I’m afraid I don’t write about flying as much as I thought I would when I started this blog a year ago. In those days, I was almost still single and relatively empowered and stupidly fearless. This past year has done a wonderful job beating me down and questioning my own authority and the agency over my life, and much of that has to do with surfacing a long-existing secret fear of flying, despite the fact that I was licensed at eighteen, and got my instrument rating and commercial fixed wing before I turned twenty-three. The day I got my commercial was the last day I ever captained an airplane. It’s insane and embarrassing but that’s the truth. I fell out of love with it and kept up with the project merely to accomplish it, whatever that was to me at the time.
I’d hoped, somewhat, that just being in Jon’s periphery, with his hundreds of hours and numerous airplanes and generous spirit (“Just take the thing out and fly it, for Crissakes!” he’d tell me) I’d somehow get over that fear, but I was wrong. I liken it to being an aspiring, inexperienced writer and then moving in with Ernest Hemingway. You falter. You shrink.
Maybe in some other version of my life, I take up independent flying again, but these days, my heart just isn’t in it, and it’s a terribly expensive hobby for a person who isn’t living and breathing aviation. Mere proximity is enough for me.
Jon bought a King Air a few months back to ease our travel back and forth to the west coast. I have to admit: it almost makes me want to get my multi-engine. Sometimes we’re up there and my mind races with the threat of possibilities — like what if something happened and the duty of landing us safely fell squarely upon me?
But the whole ordeal makes my hands sweat. I sit right-seat every time, but admittedly end up watching a movie or flipping through a magazine or doing my best to simply not pay any attention at all to the alarms and blinking radar screens and hurricane of ATC calls.
Last week, we took off and went straight into a developing storm front. Jon’s experienced and I wasn’t worried. Honestly, I was sitting there reading the OMG! section of Cosmo magazine, even as the plane bounced around in the cloudy, 0-0 turbulence. I vaguely listened to Jon going back and forth with ATC for redirects to find a hole — meaning a relatively clear section that would put us out of harm’s way — and sucked in my breath every time we went from visible to in the clouds, but it was fine.
It sounded like gunfire. It maybe lasted three seconds: BAP BAP BAP BAP BAP BAP BAP BAP BAP BAP BAP BAP BAP! Ice splattered all over the windshield. The leading edges of the wings turned white. The nose dropped, just momentarily, and then the noise died.
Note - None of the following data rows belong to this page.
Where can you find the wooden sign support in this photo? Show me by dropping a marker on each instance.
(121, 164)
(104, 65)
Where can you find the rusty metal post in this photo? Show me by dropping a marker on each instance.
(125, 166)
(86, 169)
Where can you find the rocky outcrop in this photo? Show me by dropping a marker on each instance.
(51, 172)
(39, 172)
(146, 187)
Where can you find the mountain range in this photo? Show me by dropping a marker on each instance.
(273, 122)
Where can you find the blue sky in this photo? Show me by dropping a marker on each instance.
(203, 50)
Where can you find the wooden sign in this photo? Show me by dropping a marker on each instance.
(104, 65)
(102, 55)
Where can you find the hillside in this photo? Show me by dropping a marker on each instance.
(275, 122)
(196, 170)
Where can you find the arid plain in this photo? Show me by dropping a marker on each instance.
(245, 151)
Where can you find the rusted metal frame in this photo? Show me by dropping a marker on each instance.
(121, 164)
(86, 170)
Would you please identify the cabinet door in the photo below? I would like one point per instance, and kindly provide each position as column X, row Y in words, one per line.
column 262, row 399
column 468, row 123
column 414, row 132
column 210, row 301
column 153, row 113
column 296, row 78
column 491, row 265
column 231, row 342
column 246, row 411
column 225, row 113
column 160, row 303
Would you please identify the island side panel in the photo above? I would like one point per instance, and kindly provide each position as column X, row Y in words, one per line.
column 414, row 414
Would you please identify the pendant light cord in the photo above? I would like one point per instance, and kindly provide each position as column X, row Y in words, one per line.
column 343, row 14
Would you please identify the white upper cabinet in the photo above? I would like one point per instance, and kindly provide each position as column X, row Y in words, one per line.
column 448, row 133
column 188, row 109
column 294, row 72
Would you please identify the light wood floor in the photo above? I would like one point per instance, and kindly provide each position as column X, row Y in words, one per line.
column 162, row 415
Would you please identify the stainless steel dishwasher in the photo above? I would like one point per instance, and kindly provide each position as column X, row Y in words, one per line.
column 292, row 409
“WOW!” Jon shouted. “HOLY SHIT!”
My heart exploded between my teeth.
I watched him flip a million switches. Everything seemed to spin, though I could tell from the instruments that we were straight and level. He blew up the boots to throw the ice off, and the windshield heat was already on.
If you don’t fly, ice is one of the worst things that can happen to an aircraft. It changes the entire shape of the airplane. It can literally make it unflyable.
What we’d inadvertently flown into was a section of heavy precipitation that was moving four minutes faster than the radar (NEXRAD?) we had in the cockpit and used by ATC. A blind zone of ice. We were at 21,000 — so any water, any moisture, hit us and instantaneously froze.
And then, just as soon as it started, it was over.
We broke into clear blue sky, smooth as a pond. I think I even took a nap.
An hour later, we landed in Dalhart, TX for gas and ate BBQ. Back in the air, we joked around and took pictures on my computer. We talked about the close call with the ice. Jon shared that it was the fastest he’d ever picked up that much ice in his life, and we both agreed that it was an experience we’d never like to relive, and I told him how afraid I’d been, and how glad I was that he’d been PIC (pilot-in-command), and not me. That, perhaps for the first time, I was whole-heartedly glad not to be in charge.
That’s how it is, I suppose. You give up some measure of independence, a small piece or skill or talent that seems enormous and difficult to sacrifice, and you come to rest in the self-assured hands of a man with whom you can truly trust your life.